The Curtin University released a study according to which the Earth went through a more “chill” period in its evolution, approximately 2.2 billion years ago, sparkling new debate over the Paleoproterozoic era and what went on during it, from a geological standpoint.
The study, which was recently published in the Nature Geoscience, indicates that during the Paleoproterozoic era, the continental magmatism stopped almost completely, which lead to important geological consequences, visible even to this day.
The research performed under the guidance of Dr. Christopher Spencer, points to the fact that the Paleoproterozoic era was marked by a low number of erupting volcanoes, a lower level of sedimentation, but also by a significant slow-down in the mobility of the tectonic plates. This era was of significant importance in the evolution of the Earth, as this was the first time the atmosphere came in contact with oxygen, but it was also the time of the first global ice age. However, there were numerous other processes taking place, which registered a significant slow-down during that time.
The necessary research for the study was performed on rocks extracted from multiple areas of the world, as well as on the geological information gathered so far, one of the conclusions being that there is little information preserved from the Paleoproterozoic era. This conclusion comes in support of the hypothesis that the Earth had a slow-down period during this era.
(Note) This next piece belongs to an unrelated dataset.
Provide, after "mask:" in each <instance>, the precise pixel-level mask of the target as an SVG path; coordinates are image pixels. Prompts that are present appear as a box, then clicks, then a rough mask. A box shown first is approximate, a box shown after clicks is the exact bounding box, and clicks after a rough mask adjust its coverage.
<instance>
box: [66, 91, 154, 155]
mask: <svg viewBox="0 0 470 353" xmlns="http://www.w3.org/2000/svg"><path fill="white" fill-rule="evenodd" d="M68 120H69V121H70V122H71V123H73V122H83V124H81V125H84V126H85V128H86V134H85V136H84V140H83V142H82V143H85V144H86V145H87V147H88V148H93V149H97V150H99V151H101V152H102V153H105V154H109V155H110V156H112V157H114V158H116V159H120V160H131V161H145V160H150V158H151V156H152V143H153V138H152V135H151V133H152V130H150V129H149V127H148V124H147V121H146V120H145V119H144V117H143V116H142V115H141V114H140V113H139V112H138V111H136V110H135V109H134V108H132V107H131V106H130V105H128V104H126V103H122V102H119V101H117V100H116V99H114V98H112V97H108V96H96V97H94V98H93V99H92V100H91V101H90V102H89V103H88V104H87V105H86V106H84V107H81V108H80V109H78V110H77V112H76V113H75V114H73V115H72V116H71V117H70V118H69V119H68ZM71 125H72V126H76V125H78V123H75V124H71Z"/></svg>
This period is estimated to have lasted around 100 million years, after which the geology of the Earth began to speed up its evolution with more intense volcanic activity and composition change in the continental crust.
According to the researchers who published this study, these new findings are very valuable for gaining an insight into the origins of the Earth’s natural resources, but also into the impact of this period on the geological events that took place.